Dewan Atsiri Indonesia Gandeng ARC-USK Bikin Pelatihan Nilam Nasional
“Tidak mungkin komoditas dapat bertahan sekian ratus tahun jika komoditas itu tidak benar-benar dibutuhkan dan memiliki keunikan.”
Foto: for Readers.idGEDUNG Pascasarjana Universitas Syiah Kuala (USK) Banda Aceh menjadi tempat menuntut ilmu bagi pelaku industri nilam se-Indonesia pada Sabtu, 27 April 2024.
Oleh Dewi Suryani Sentosa
Betapa tidak. Acara pelatihan berbisnis minyak nilam dengan tema "Prospek Pengembangan Nilam dari Hulu hingga Hilir" berhasil mengumpulkan para pemangku kepentingan terkemuka dalam industri atsiri Indonesia untuk berbagi pengetahuan dan pengalaman yang berharga.
Peserta yang hadir terdiri dari anggota Dewan Atsiri Indonesia (DAI) dan perwakilan dari 20 perusahaan terkemuka di Indonesia yang bergerak di bidang atsiri.
Sejumlah perusahaan itu antara lain Delta Atsiri Prima, PT Inti Agro Solution, PT Jeeva Aroma Nusantara, Indika Multi Properti, PT Alam Indonesia, dan banyak lagi. Mereka saling berbagi wawasan dan pengalaman, menandai semangat kolaboratif dalam industri ini.

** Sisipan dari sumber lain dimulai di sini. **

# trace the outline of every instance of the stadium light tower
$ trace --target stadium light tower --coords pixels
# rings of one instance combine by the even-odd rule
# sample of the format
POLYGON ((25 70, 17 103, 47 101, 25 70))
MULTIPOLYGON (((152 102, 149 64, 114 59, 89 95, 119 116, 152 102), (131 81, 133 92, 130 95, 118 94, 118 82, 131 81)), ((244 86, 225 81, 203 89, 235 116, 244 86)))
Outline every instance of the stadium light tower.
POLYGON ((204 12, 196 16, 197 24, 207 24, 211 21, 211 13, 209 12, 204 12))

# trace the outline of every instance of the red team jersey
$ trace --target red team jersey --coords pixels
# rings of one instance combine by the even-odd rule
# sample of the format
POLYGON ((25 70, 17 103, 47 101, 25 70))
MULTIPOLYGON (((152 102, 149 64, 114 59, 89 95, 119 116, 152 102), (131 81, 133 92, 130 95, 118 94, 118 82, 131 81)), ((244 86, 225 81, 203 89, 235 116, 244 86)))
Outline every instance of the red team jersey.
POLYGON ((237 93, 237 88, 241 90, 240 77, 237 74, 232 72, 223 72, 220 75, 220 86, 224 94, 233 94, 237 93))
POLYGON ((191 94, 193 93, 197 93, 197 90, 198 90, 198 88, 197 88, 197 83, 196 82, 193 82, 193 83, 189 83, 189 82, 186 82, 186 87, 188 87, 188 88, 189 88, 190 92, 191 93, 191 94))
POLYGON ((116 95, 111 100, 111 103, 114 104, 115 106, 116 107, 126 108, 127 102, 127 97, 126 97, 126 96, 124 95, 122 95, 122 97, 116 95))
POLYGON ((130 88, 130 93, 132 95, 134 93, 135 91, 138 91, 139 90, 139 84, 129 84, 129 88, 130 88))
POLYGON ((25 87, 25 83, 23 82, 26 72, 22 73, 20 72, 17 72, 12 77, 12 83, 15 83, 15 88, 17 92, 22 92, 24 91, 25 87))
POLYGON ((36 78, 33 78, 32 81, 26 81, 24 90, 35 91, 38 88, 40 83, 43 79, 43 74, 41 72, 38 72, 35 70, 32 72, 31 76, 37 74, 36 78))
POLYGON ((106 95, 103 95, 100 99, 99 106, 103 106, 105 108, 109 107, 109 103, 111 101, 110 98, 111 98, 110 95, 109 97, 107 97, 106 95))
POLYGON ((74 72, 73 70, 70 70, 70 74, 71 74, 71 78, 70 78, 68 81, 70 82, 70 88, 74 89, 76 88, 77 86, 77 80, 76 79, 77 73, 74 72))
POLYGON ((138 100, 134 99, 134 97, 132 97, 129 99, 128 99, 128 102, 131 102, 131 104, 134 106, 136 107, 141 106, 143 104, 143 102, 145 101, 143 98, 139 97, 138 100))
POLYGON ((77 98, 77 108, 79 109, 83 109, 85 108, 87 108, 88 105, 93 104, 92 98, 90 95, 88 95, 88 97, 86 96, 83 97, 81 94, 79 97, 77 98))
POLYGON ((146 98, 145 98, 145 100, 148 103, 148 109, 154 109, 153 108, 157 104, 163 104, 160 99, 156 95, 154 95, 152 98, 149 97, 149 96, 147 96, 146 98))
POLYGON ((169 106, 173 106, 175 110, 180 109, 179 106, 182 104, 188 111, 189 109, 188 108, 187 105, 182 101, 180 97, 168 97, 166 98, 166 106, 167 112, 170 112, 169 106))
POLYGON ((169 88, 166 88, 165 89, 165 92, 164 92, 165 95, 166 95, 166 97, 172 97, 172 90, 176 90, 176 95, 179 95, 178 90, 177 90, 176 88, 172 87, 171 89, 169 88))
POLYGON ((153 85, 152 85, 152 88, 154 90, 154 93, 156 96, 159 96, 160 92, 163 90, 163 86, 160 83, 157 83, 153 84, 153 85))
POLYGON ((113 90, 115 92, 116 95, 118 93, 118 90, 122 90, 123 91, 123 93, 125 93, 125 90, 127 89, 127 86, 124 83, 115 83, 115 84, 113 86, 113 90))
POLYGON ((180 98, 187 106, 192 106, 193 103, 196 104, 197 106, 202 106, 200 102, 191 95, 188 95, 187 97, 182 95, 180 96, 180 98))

Dihadiri oleh Dewan Atsiri Indonesia, acara ini merupakan kolaborasi antara Atsiri Research Center-Universitas Syiah Kuala (ARC-USK) dan dukungan dari International Labour Organization.

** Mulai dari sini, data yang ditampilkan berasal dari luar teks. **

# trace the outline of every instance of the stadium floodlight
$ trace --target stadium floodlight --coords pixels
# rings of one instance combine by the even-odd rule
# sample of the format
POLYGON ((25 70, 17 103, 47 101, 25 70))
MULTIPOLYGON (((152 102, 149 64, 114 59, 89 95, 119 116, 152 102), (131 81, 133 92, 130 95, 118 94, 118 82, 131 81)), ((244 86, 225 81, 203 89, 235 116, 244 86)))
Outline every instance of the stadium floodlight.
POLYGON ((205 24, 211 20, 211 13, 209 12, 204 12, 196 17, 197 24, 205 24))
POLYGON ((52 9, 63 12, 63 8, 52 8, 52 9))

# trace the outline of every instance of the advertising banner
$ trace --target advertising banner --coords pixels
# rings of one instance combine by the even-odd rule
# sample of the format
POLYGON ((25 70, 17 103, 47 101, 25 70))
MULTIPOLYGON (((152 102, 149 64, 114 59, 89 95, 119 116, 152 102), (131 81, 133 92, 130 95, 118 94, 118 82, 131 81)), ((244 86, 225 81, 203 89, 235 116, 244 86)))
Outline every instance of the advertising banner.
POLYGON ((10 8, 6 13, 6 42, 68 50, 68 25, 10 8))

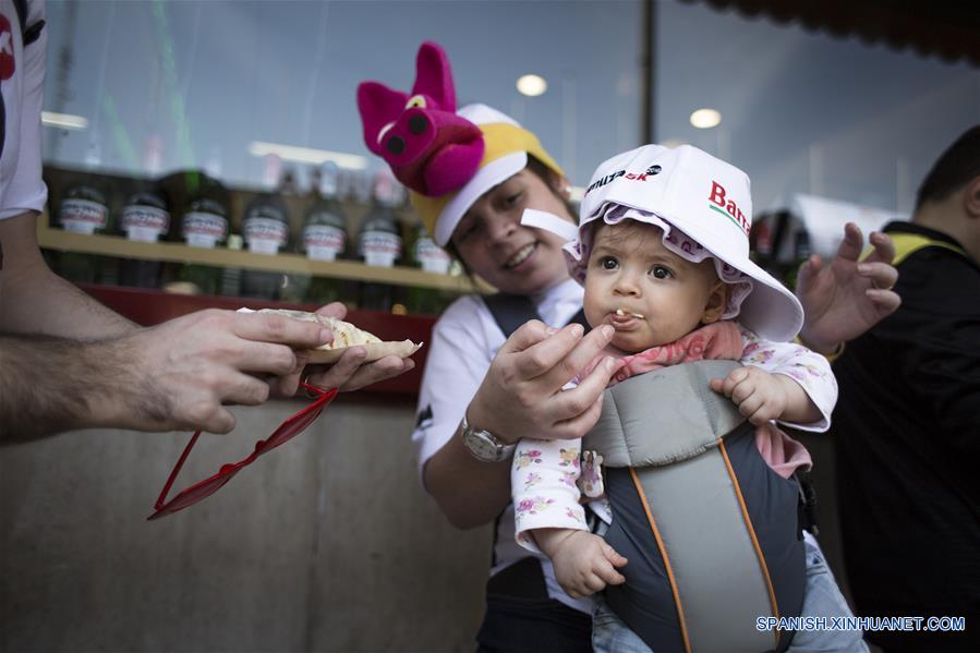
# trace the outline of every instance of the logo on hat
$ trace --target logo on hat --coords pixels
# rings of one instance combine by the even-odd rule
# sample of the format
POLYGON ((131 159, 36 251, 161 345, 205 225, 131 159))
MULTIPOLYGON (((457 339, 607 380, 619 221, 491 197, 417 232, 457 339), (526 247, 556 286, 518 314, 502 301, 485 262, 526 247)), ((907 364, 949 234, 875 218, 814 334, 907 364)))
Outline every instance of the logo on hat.
POLYGON ((712 181, 711 194, 707 196, 707 201, 710 202, 707 205, 709 208, 718 211, 731 220, 746 235, 749 235, 749 230, 752 228, 752 220, 747 218, 746 214, 738 207, 738 204, 735 203, 735 199, 728 199, 727 195, 728 193, 725 191, 725 186, 716 181, 712 181))
POLYGON ((624 177, 630 181, 646 181, 648 177, 653 177, 654 174, 658 174, 660 171, 661 171, 660 166, 651 166, 650 168, 646 169, 646 172, 643 172, 643 173, 627 172, 626 169, 617 170, 616 172, 606 174, 602 179, 597 179, 597 180, 593 181, 592 185, 590 185, 588 189, 585 189, 585 194, 588 195, 595 189, 601 189, 604 185, 606 185, 607 183, 609 183, 616 179, 619 179, 620 177, 624 177))

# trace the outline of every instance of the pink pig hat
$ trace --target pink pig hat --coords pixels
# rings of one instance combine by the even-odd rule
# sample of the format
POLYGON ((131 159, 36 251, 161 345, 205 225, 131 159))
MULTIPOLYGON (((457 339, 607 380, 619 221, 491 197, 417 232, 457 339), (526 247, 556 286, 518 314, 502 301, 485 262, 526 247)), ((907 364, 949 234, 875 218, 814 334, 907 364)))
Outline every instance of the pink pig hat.
POLYGON ((457 111, 449 59, 437 44, 422 44, 415 64, 411 96, 363 82, 358 109, 367 148, 411 190, 440 246, 481 195, 527 167, 529 155, 565 176, 537 136, 508 116, 485 105, 457 111))

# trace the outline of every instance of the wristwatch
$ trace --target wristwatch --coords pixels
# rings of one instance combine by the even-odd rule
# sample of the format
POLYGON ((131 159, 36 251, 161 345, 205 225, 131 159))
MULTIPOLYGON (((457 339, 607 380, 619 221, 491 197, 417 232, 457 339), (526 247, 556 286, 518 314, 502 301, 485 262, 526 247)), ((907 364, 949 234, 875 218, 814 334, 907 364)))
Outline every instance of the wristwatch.
POLYGON ((482 462, 500 462, 517 445, 504 444, 496 435, 483 428, 473 428, 463 413, 463 445, 470 455, 482 462))

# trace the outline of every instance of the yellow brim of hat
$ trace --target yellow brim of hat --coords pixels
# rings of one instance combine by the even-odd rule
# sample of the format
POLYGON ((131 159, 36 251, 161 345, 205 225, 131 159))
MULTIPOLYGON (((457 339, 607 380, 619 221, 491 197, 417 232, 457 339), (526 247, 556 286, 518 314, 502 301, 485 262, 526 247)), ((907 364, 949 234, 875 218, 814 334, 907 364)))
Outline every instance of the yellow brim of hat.
MULTIPOLYGON (((483 132, 484 142, 483 159, 480 161, 480 170, 508 155, 527 153, 558 174, 565 176, 565 172, 558 164, 556 164, 551 155, 545 152, 544 147, 542 147, 537 136, 528 130, 506 122, 491 122, 477 126, 480 128, 480 131, 483 132)), ((516 174, 520 170, 509 171, 508 177, 510 174, 516 174)), ((425 229, 431 234, 434 237, 436 235, 436 223, 440 220, 447 221, 447 223, 439 225, 439 232, 450 234, 470 206, 497 183, 499 183, 499 181, 488 183, 481 178, 477 170, 477 173, 469 183, 467 183, 467 185, 452 193, 447 193, 446 195, 440 195, 438 197, 428 197, 412 191, 410 192, 410 196, 412 205, 422 218, 422 223, 425 225, 425 229), (460 203, 453 203, 453 210, 450 215, 450 213, 446 211, 446 208, 450 202, 458 196, 465 196, 469 201, 462 203, 462 205, 460 205, 460 203), (449 222, 451 222, 451 225, 449 222)), ((439 244, 445 245, 448 241, 448 237, 445 239, 437 238, 436 240, 437 242, 443 240, 439 244)))

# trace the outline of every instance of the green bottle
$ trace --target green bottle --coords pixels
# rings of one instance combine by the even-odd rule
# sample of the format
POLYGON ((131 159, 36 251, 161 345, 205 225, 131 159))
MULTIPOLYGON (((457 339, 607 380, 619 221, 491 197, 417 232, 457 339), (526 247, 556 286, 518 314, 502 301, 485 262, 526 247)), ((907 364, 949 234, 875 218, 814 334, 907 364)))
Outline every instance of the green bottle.
MULTIPOLYGON (((97 181, 87 179, 65 192, 58 207, 58 223, 72 233, 109 231, 109 204, 97 181)), ((95 283, 101 278, 101 259, 94 254, 61 252, 58 256, 58 274, 75 283, 95 283)))
MULTIPOLYGON (((193 194, 181 217, 181 238, 192 247, 214 250, 228 238, 228 199, 223 186, 205 180, 193 194)), ((202 294, 218 294, 221 268, 194 263, 184 264, 178 275, 202 294)))
MULTIPOLYGON (((311 261, 337 261, 347 251, 347 217, 337 201, 338 170, 330 162, 312 173, 313 203, 303 219, 302 247, 311 261)), ((340 281, 313 277, 304 301, 324 305, 340 299, 340 281)))

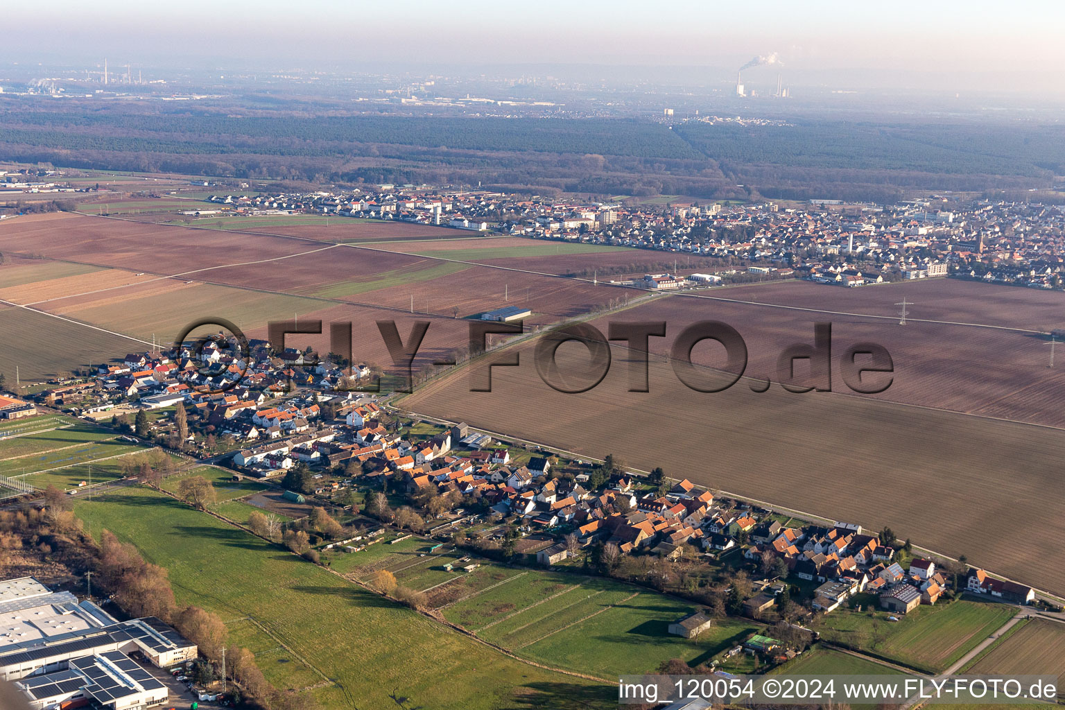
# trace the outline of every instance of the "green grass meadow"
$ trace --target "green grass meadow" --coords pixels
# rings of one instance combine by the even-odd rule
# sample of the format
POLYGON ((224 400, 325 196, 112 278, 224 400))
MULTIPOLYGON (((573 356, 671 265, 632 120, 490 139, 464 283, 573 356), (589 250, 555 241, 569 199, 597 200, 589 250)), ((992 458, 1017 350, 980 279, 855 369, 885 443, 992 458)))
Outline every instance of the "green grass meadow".
MULTIPOLYGON (((315 691, 326 707, 391 708, 393 692, 456 710, 613 707, 609 687, 509 659, 164 494, 125 489, 75 511, 166 567, 179 602, 252 618, 266 632, 257 643, 334 679, 315 691)), ((291 665, 263 664, 282 687, 291 665)))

Dr Syaifullah Muhammad ST Meng, Kepala Atsiri Research Center menjadi pembicara dalam acara pelatihan tersebut.
"Kesatuan visi dan kolaborasi antara pemangku kepentingan dalam industri atsiri menjadi kunci dalam menghadapi tantangan dan memanfaatkan peluang yang ada dalam pengembangan industri nilam secara menyeluruh," ujar Dr Syaifullah.
Dia memaparkan, perjalanan penelusuran nilam membawa kita menelusuri jejak sejarah perdagangan Belanda yang kaya.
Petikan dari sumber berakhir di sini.